If I could change one thing, I would go to other local authority services and say ‘this is how much you will save and reduce returns into your service through Housing First. This is how we can stave off crisis points for people accessing those services’.

I would love to see Housing First models for care leavers or prison leavers – programmes for different groups. At the moment, in Fife, this is not the case but I would like to see this opened out to give opportunity to more groups that require the support given in Housing First to have access to this.

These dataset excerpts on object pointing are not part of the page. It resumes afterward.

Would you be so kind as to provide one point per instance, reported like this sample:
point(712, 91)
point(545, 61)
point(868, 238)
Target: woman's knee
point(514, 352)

Homeless Network Scotland event report: Staying the course in a perfect storm

More than 70 colleagues joined a Homeless Network Scotland online event that explored the action we need to get out of the housing emergency while ensuring people’s rights are met and best housing outcomes are achieved today and in the long term.

Attendees and contributors from across councils, homelessness, housing, lived experience and academia lent their expertise and insight to Staying the Course in a Perfect Storm: Prioritising homelessness in a housing emergency.

Homeless Network Scotland's February event, Staying the course in a perfect storm.

They were asked to consider: What do we need to Defend, Direct and Divert to ensure we have the right systems, resources and values that will drive the best housing and support outcomes for people in Scotland now, while paving the way to a better long-term future?

Put another way, what do we protect, where do we bring clarity, and what do we need to do less of? And in what order? 

As a jumping off point, we used the ‘Defend, Direct, Divert’ route-map created collaboratively by 250 attendees at last year’s annual homelessness conference (find it here, with a conference report). We need to defend the culture change that’s been achieved in homelessness over recent
decades, with progressive rights and a solid plan for moving people on from temporary accommodation and into settled homes quickly.

We need to direct and influence each other on how to make rapid rehousing a reality, how to increase housing supply, improve prevention and achieve the outcomes in the Ending Homelessness Together plan. And we need to divert time, money and effort towards doing more of what works and away
from falling back on the failed solutions of the past.

Read more on the event and some of the key takeaways we heard in a short event report.

New homelessness prevention duties need system thinking

The Everyone Home collective and All in for Change have asked Scottish Government to target prevention funding toward small scale pilots that can enable close observation of pathways and processes that will need opened up to implement the new ‘Ask and Act’ homelessness prevention duties effectively.

This recommended course of action from the collective highlights that through action inquiry and a place-based approach, relevant bodies and local partners can enable learning on what it will take to implement the new duties and, importantly, to share that learning across

The collective and the Change Team set out a series of recommendations for defining the scope of the pilots and gathering learning in a new paper. Read it here.

Homelessness prevention pilots paper from the Everyone Home collective

It comes after the Scottish Government announced £4million of funding in 2025-26 to pilot and scale up prevention work. The collective welcomed the pilots and resources as an opportunity to ensure that the statutory prevention framework is robust for full implementation of the new duties.

Everyone Home also said this work will also ensure that local practice and national policy is aligned and strengthened around the foundations that need to be laid so the housing and homelessness system turned towards a prevention focus.

Everyone Home is a collective of 36 academic and third sector organisations focused on housing and homelessness in Scotland.

All in for Change is the national platform for people closest to the issue of homelessness in Scotland, through personal experience or working in direct advice and support roles. The Change Team acts as a feedback loop between people working in and experiencing homelessness now, and decision makers in local and national government and across housing, health and social care.